İstanbul
Nüfusun dünyada yaklaşık yüzde 15'ini, Türkiye'de ise yaklaşık yüzde 7'sini oluşturan engelli bireyler için kentlerde en önemli hizmetin, kesintisiz ulaşımı sağlayacak altyapının kurulması olduğu belirtiliyor.
Prof. Dr. Aslı Sungur, AA muhabirine, bir kentin "engelli dostu şehir" olabilmesi için o kentin herkes açısından erişilebilir olması gerektiğini söyledi.
Sungur, "Herkesin kullanılabileceği şekilde ayarlanmış, birtakım kentsel mekanlarda da yapı ölçeğinde de tasarımlar olursa, o zaman hem 'engelli dostu' hem de şehri kullanan herkes tarafından rahatça kullanılabilecek şekilde 'sağlıklı şehirler' yaratmak mümkün olabilir." diye konuştu.

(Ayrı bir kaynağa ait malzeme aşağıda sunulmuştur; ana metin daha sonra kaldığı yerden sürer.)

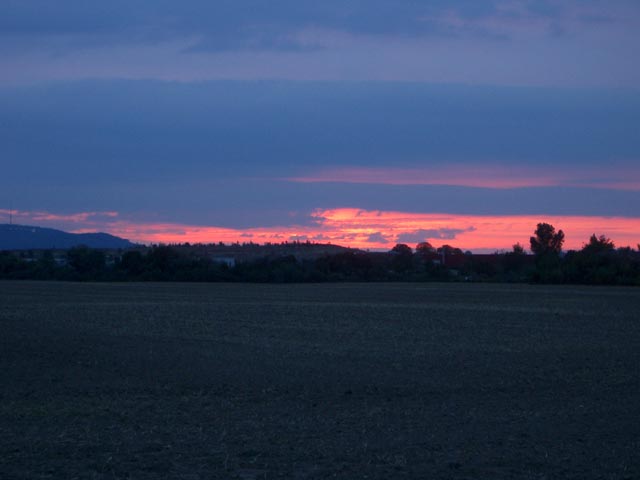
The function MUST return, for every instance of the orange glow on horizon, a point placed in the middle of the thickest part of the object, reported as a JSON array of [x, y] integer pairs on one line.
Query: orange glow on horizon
[[382, 229], [366, 229]]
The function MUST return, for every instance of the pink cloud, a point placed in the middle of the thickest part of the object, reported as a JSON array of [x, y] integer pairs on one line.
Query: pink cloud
[[621, 177]]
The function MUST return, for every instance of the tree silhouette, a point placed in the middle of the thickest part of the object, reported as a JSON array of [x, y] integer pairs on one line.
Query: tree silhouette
[[598, 245], [425, 248], [546, 240]]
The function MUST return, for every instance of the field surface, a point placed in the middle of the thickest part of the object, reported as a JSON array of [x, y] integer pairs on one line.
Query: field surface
[[378, 381]]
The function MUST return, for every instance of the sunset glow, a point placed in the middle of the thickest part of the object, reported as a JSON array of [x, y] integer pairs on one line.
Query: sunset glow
[[365, 229]]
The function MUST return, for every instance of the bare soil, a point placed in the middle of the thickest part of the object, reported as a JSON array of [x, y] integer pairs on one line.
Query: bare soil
[[378, 381]]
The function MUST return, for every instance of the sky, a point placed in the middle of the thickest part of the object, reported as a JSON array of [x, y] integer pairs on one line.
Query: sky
[[360, 123]]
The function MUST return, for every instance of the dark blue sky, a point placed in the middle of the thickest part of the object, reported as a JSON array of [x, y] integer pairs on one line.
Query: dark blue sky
[[250, 114]]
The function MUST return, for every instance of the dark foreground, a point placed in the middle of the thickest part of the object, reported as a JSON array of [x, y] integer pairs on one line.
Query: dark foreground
[[345, 381]]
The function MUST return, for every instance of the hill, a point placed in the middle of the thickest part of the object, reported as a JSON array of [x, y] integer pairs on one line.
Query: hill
[[24, 237]]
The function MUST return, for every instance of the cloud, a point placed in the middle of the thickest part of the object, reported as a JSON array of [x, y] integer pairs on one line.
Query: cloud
[[358, 228], [377, 237], [275, 25], [432, 234]]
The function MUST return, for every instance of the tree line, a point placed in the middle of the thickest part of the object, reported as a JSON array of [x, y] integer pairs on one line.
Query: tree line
[[598, 262]]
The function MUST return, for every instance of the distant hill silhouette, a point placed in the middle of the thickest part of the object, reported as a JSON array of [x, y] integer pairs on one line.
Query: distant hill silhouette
[[24, 237]]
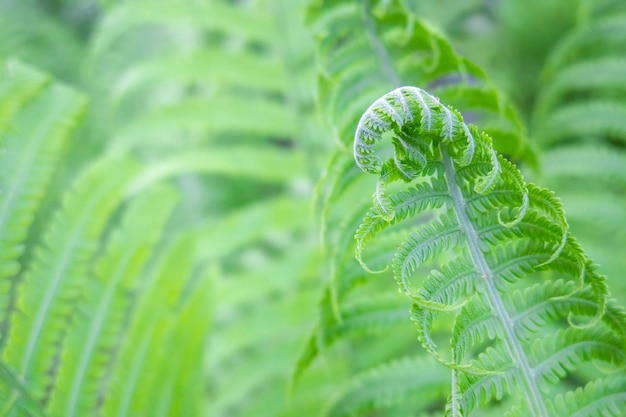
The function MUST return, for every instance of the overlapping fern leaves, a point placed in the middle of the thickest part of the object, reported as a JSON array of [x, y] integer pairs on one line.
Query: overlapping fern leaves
[[528, 307], [578, 123]]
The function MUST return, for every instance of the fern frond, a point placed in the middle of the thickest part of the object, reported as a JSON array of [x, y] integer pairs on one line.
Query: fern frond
[[398, 49], [596, 398], [61, 271], [32, 147], [496, 257], [94, 337], [394, 384]]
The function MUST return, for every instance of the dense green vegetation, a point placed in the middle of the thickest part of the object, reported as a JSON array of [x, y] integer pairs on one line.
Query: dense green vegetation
[[186, 230]]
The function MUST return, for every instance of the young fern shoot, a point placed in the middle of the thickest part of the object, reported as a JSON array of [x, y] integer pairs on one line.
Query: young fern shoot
[[523, 306]]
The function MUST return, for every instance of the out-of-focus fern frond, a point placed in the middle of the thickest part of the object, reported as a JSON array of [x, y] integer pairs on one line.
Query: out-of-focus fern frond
[[582, 91]]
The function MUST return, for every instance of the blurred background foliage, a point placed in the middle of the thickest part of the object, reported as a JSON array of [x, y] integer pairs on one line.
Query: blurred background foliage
[[219, 133]]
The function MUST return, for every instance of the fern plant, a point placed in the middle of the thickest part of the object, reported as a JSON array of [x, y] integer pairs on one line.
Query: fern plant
[[528, 307]]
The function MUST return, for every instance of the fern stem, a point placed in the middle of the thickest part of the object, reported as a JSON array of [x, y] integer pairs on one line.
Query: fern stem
[[513, 346]]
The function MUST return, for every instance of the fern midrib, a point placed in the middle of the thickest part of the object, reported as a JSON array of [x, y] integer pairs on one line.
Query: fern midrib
[[56, 281], [515, 350], [94, 331], [130, 384]]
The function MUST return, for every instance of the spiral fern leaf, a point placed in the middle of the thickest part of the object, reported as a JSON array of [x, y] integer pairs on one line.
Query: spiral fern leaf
[[490, 259]]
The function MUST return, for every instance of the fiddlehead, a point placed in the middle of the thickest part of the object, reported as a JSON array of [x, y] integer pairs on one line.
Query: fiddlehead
[[496, 237]]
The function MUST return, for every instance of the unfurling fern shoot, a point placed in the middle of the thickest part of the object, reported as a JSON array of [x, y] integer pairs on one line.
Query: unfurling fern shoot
[[491, 261]]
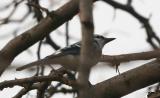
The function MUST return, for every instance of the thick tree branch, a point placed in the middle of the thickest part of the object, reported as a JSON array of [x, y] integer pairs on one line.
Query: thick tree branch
[[116, 59], [38, 32], [129, 81], [86, 61], [150, 32]]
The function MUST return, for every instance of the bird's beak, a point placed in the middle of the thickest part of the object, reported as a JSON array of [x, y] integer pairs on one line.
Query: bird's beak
[[109, 39]]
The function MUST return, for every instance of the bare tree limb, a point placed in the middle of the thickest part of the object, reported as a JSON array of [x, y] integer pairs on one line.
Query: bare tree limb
[[87, 49], [129, 81], [114, 59], [150, 32], [38, 32]]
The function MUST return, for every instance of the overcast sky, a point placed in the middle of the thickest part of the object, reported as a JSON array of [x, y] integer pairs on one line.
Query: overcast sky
[[129, 34]]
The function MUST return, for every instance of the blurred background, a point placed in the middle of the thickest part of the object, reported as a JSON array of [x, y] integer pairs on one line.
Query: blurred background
[[16, 17]]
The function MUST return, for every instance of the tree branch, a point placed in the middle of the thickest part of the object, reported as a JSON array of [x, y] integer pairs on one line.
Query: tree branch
[[129, 81]]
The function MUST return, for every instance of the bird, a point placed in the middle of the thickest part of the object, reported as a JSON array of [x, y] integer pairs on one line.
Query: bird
[[69, 56]]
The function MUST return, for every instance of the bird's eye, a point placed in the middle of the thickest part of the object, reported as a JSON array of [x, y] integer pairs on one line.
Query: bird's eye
[[98, 36]]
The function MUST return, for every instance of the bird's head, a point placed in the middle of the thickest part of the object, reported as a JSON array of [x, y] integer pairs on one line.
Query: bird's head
[[101, 40]]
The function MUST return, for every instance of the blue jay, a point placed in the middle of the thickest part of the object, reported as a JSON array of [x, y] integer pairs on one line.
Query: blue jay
[[69, 57]]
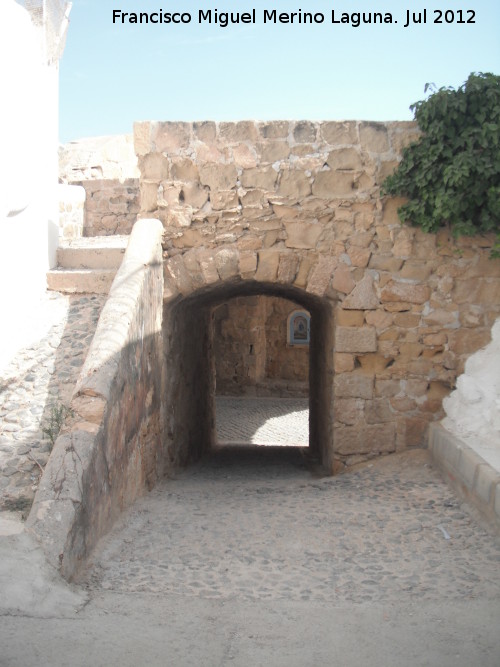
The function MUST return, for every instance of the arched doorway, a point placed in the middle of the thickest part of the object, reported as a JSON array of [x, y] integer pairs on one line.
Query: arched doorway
[[261, 349], [190, 375]]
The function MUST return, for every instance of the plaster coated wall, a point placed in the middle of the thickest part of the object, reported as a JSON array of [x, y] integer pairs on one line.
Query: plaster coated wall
[[28, 162]]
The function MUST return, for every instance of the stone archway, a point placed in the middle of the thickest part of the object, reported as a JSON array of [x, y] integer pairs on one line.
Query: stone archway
[[189, 379]]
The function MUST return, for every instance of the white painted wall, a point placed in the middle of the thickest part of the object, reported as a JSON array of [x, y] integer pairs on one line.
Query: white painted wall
[[473, 409], [28, 159]]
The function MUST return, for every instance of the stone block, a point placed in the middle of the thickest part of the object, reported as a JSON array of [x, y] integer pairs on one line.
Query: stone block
[[467, 341], [390, 210], [175, 269], [263, 178], [363, 296], [288, 267], [373, 137], [353, 385], [468, 463], [349, 410], [210, 154], [339, 133], [184, 169], [149, 197], [219, 176], [194, 195], [304, 132], [249, 243], [408, 292], [330, 184], [244, 130], [349, 318], [208, 266], [248, 262], [267, 266], [227, 263], [302, 234], [90, 408], [416, 270], [278, 129], [154, 167], [244, 156], [343, 280], [497, 502], [142, 138], [407, 320], [294, 184], [274, 151], [224, 200], [373, 363], [344, 158], [205, 131], [179, 216], [355, 340], [487, 478], [387, 387], [170, 137]]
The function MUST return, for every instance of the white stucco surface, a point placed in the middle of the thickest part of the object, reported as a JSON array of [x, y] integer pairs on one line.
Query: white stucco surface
[[473, 409], [28, 160]]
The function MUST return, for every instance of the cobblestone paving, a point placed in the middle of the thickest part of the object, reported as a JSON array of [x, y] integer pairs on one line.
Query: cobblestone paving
[[254, 523], [35, 387], [262, 421]]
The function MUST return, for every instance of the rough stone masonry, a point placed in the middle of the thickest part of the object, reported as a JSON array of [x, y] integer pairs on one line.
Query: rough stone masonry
[[293, 209]]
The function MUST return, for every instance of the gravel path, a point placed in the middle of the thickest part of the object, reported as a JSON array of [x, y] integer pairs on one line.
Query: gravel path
[[262, 421]]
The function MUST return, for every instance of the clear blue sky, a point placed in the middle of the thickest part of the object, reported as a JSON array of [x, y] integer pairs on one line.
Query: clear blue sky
[[112, 75]]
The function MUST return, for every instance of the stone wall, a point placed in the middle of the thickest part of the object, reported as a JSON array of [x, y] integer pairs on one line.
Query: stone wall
[[252, 357], [294, 208], [106, 167], [110, 449]]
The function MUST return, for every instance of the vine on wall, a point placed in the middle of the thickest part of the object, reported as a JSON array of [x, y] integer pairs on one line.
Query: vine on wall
[[451, 175]]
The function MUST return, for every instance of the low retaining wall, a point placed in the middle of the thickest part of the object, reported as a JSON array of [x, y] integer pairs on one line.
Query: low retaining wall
[[467, 472], [108, 451]]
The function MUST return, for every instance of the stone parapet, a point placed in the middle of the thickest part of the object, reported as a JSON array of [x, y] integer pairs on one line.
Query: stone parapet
[[108, 452], [473, 477]]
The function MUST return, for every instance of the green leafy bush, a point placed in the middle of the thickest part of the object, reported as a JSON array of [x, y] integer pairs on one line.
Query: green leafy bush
[[451, 176]]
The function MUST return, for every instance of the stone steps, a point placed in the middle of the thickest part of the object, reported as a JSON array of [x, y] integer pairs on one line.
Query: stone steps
[[87, 264]]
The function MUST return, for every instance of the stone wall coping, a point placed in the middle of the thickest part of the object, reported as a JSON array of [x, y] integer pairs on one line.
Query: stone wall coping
[[473, 478], [112, 331]]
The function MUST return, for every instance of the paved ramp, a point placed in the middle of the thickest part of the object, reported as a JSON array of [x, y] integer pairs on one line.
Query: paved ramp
[[262, 421], [255, 524]]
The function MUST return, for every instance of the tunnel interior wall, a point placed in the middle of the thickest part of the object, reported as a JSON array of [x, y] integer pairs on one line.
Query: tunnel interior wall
[[189, 383]]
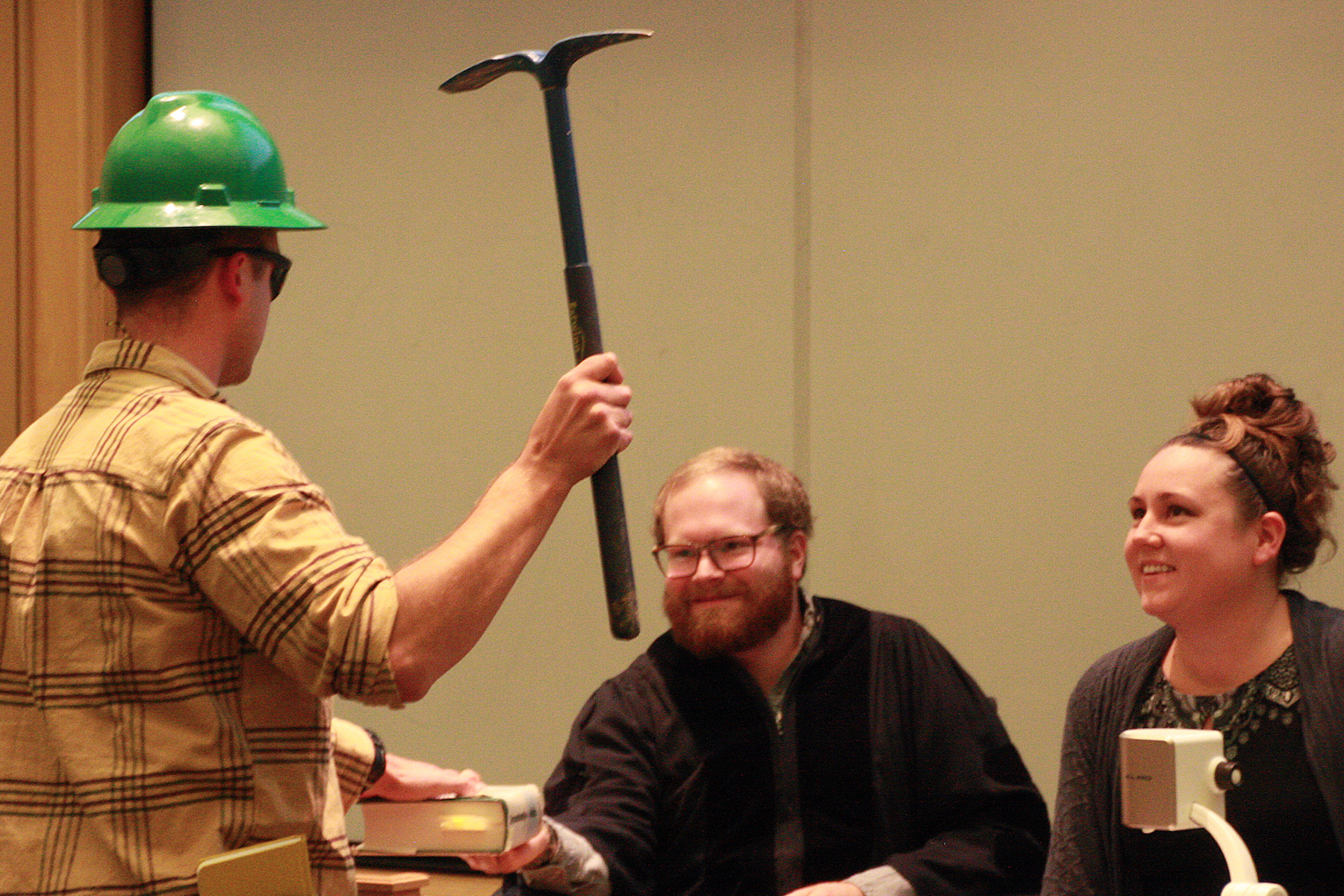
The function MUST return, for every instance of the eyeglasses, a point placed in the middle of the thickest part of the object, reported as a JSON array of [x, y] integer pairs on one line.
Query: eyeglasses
[[729, 554], [279, 264]]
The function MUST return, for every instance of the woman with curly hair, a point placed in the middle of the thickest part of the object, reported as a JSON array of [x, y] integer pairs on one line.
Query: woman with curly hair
[[1221, 517]]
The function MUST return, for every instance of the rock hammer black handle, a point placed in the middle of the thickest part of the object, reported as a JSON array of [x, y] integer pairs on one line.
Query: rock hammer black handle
[[608, 501]]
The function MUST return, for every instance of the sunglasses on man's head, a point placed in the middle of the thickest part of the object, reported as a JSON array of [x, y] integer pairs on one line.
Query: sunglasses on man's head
[[279, 264]]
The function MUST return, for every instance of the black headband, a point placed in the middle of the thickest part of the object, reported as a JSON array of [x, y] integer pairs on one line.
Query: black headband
[[1243, 467]]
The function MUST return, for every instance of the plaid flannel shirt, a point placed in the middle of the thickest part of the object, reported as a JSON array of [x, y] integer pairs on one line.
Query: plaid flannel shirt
[[179, 603]]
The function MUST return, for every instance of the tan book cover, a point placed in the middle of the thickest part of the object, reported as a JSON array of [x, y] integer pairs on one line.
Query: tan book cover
[[273, 868], [494, 821]]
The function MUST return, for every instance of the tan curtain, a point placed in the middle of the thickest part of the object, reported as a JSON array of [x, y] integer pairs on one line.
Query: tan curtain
[[72, 72]]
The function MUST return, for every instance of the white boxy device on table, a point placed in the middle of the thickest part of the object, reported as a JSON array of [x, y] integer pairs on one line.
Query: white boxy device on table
[[494, 821]]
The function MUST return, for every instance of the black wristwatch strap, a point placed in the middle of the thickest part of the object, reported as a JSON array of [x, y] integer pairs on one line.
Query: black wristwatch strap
[[379, 765]]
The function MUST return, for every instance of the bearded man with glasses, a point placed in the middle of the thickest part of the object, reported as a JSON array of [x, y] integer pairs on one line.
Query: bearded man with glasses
[[776, 742]]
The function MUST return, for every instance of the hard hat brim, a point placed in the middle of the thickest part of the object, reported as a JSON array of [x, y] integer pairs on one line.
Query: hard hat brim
[[261, 215]]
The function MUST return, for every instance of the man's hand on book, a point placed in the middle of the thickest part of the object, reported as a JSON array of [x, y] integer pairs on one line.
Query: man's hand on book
[[538, 848], [409, 780]]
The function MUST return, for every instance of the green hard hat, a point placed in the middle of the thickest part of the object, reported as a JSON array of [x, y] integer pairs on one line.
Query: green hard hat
[[194, 159]]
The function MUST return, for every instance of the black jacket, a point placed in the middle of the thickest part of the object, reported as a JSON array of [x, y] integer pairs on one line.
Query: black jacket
[[887, 754]]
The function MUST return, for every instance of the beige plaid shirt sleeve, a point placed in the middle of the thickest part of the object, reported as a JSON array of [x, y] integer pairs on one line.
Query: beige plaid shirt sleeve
[[179, 602]]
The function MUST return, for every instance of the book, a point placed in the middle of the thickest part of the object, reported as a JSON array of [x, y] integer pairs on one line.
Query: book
[[273, 868], [389, 882], [492, 821]]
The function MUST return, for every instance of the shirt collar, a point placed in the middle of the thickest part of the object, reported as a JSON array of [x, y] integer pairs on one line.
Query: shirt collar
[[136, 355]]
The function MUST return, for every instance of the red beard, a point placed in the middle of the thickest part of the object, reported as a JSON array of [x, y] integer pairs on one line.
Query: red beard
[[734, 625]]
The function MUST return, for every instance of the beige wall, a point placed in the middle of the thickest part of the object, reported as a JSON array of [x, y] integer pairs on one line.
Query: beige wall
[[70, 73], [962, 264]]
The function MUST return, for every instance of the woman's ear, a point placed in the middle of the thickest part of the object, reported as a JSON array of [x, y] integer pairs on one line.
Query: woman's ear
[[1270, 532]]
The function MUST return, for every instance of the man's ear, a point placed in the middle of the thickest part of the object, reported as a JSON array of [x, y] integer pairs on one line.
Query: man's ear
[[231, 276], [1270, 531], [796, 550]]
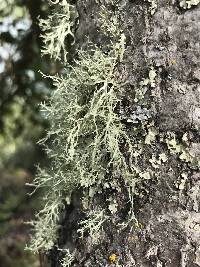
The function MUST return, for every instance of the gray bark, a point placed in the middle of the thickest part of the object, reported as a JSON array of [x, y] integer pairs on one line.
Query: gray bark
[[169, 235]]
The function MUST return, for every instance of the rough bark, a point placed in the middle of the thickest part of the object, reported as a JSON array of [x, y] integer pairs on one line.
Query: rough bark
[[168, 211]]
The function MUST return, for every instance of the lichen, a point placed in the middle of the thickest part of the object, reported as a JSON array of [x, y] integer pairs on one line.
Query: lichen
[[57, 28], [188, 4]]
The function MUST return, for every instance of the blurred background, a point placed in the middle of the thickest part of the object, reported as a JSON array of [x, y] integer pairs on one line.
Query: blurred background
[[22, 124]]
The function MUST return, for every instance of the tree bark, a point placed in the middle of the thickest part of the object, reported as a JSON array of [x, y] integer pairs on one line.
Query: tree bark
[[167, 205]]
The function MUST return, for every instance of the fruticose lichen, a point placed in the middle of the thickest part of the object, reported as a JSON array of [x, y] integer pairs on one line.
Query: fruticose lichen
[[92, 148], [188, 4]]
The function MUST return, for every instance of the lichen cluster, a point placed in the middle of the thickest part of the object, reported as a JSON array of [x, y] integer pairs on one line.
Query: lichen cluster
[[96, 142], [86, 131]]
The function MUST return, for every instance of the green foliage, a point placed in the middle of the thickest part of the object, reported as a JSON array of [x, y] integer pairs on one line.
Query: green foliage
[[87, 134]]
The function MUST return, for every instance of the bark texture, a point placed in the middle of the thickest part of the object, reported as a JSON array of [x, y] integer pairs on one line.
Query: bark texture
[[166, 206]]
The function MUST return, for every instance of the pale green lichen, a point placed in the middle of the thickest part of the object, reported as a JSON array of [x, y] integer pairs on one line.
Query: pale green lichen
[[86, 133], [188, 4], [56, 29]]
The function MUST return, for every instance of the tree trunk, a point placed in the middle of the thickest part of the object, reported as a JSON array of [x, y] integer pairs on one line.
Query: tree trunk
[[161, 100]]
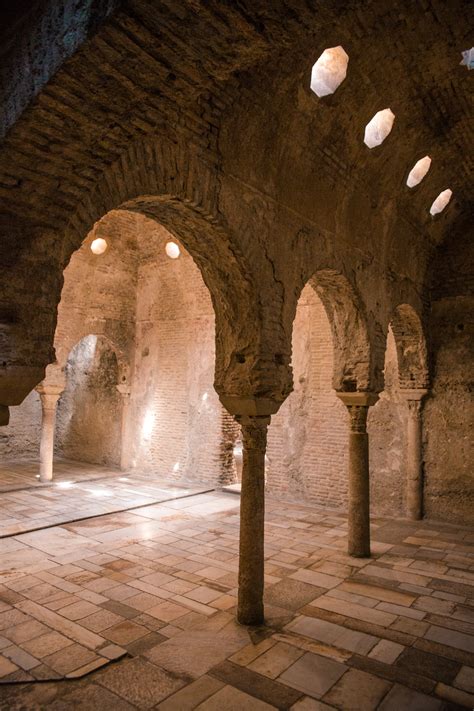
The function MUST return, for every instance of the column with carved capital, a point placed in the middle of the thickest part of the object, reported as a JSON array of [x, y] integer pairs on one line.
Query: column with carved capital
[[124, 390], [358, 404], [49, 395], [252, 520], [414, 457]]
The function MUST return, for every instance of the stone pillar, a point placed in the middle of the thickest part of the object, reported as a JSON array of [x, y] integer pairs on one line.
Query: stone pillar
[[358, 404], [124, 390], [49, 395], [414, 457], [252, 520]]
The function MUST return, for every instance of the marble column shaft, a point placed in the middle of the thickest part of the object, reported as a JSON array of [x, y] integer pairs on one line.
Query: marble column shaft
[[49, 395], [414, 454], [358, 403], [252, 520]]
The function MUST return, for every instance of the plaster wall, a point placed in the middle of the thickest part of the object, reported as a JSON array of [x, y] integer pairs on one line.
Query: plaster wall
[[89, 411], [307, 442], [175, 414], [387, 426], [20, 438]]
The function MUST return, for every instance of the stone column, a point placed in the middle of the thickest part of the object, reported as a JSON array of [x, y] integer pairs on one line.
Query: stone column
[[358, 404], [49, 395], [414, 456], [252, 520], [124, 390]]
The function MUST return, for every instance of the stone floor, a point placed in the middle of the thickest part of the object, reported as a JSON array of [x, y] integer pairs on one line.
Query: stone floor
[[135, 610], [79, 491]]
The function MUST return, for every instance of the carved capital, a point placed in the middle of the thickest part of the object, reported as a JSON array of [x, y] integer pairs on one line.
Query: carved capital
[[49, 395], [254, 432], [358, 415]]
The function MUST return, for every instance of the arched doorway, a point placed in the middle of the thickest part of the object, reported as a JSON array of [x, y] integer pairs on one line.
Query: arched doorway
[[89, 410]]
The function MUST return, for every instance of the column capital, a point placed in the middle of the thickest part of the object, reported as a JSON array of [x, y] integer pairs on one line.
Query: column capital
[[49, 394], [249, 406], [357, 399], [254, 432], [413, 393], [124, 389]]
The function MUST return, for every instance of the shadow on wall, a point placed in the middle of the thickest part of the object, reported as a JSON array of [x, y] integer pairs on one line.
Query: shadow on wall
[[89, 411]]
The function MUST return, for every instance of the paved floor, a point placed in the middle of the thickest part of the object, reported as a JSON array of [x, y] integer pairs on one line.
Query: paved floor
[[135, 610], [78, 491]]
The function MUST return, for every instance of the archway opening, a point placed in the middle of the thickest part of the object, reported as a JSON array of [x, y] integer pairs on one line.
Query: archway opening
[[89, 410], [307, 441]]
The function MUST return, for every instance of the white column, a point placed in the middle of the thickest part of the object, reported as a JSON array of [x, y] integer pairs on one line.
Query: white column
[[124, 390], [49, 395], [414, 454], [358, 534]]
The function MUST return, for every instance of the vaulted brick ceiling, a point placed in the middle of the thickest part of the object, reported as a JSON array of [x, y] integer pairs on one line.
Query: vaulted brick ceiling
[[222, 75]]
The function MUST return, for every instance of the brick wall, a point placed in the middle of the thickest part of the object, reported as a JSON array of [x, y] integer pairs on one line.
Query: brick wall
[[308, 437], [175, 414], [88, 419]]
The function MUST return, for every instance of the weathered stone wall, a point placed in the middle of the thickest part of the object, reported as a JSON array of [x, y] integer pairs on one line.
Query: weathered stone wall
[[387, 425], [175, 414], [20, 438], [88, 419], [448, 412], [308, 438]]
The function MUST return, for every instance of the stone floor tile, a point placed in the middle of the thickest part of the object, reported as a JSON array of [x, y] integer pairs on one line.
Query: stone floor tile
[[230, 699], [275, 660], [21, 658], [78, 610], [317, 579], [203, 594], [465, 679], [359, 612], [66, 661], [138, 682], [101, 620], [194, 653], [431, 665], [402, 698], [400, 610], [410, 626], [331, 633], [357, 690], [271, 692], [291, 594], [455, 696], [25, 631], [192, 695], [313, 675], [247, 654], [46, 644], [124, 632], [386, 651], [451, 638]]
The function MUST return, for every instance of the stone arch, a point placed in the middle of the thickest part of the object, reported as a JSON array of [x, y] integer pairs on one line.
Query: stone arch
[[411, 348], [175, 186], [354, 367]]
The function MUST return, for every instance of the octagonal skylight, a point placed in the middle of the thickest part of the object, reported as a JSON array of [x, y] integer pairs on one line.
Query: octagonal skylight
[[418, 172], [441, 201], [329, 71], [378, 128]]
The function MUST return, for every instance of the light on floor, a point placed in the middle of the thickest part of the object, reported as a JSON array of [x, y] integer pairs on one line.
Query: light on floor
[[98, 246], [378, 128], [418, 172], [329, 71], [441, 201], [172, 250]]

İstanbul'un kesintisiz erişim konusunda arazi yapısı, hızlı büyümesi, çok sayıda yer altı ve yer üstü tarihi yapıya sahip olması gibi ciddi handikaplarının olduğunu dile getiren Sungur, şunları kaydetti:
"Avrupa şehirleri bizden çok daha fazla bu işe yatırım yapmış durumda. Ancak bizim topografyamız buna çok imkan verecek şekilde değil. İstanbul bu anlamda engelli dostu şehir değil. Bunun yanında yapabileceklerimizin hepsini yaptık mı, yapıyor muyuz? Son yıllarda biraz daha gelişme var. Bu bir ağdır. A noktasından B noktasına gidiyor olabilmek yetmez. Oradan sonra metroya binmek, vapura ulaşmak, kaldırımda yürüyebilmek gibi kesintisiz ulaşım ağının olması lazım. Şimdilik İstanbul'da birtakım bölgelerde yapılmış münferit çalışmalar var ama bunun bir ağ olmadığı sürece anlamı yok."
"Kurumlar arası koordinasyon çok iyi olmalı"
Kurumlar arasındaki koordinasyon eksikliğinin kesintisiz erişimin önünde engel teşkil ettiğini vurgulayan Sungur, "Arka sokak ilçe belediyesinin ama ön sokak büyükşehir belediyesinin. Ya da şu metro bakanlığın ama hemen yanındaki metro belediyenin. Aradaki koordinasyonun çok iyi olması lazım ki oradaki ulaşım ağı rahat geçişlerle sağlanabilsin." ifadelerini kullandı.
Prof. Dr. Sungur, "Mekanların yüzde 100'ü herkes tarafından ulaşılabilir değilse, aslında orası ulaşılamaz anlamına gelir. Diyelim ki bir popülasyonun yüzde 99'u için ulaşılabilir bir yerden bahsediyoruz ve ben yüzde 1'deyim, ulaşamıyorum. O zaman orası benim için yüzde 100 ulaşılmaz. Dolayısıyla aslında sayılar, rakamlar ya da harita üzerindeki birtakım bölgelemeler pek bir şey ifade etmiyor. İnsan söz konusu olduğunda bir tek kişi için bile olsa bir kentin ulaşılabilir bir ağ şeklinde tasarlanmış olması lazım." değerlendirmesinde bulundu.
"Kentsel dönüşüm sırasında kent içi erişilebilirlik sekteye uğramamalı"
YTÜ Mimarlık Bölümü Öğretim Üyesi Doç. Dr. Selin Yıldız da engelli dostu şehirlerin her yetiye, cinse ve kültüre yönelik beklentileri karşılayan kentler olduğunu dile getirdi.
Kentlerin erişilebilirliği adına çeşitli mercilerin işbirliği içerisinde olması gerektiğine işaret eden Yıldız, "Öncelikle bilgi merkezleri olan üniversiteler, yerel yönetimler, katılımcılık adına halkın kendisi gibi çeşitli STK'lerin bir arada olduğu çalışmaların varlığı bunu güçlendirir. Geçmişte bu anlamda üniversitemizin de içinde olduğu çeşitli çalışmalar var. Bu kentsel tasarım rehberlerinin ivedilikle incelenip tekrar uygulamaya koyulması için çaba sarf edilmesi gerekir." dedi.
Yıldız, kentsel dönüşüm çalışmaları sırasında kent içi erişilebilirliğin sekteye uğramaması gerektiğine de dikkati çekti.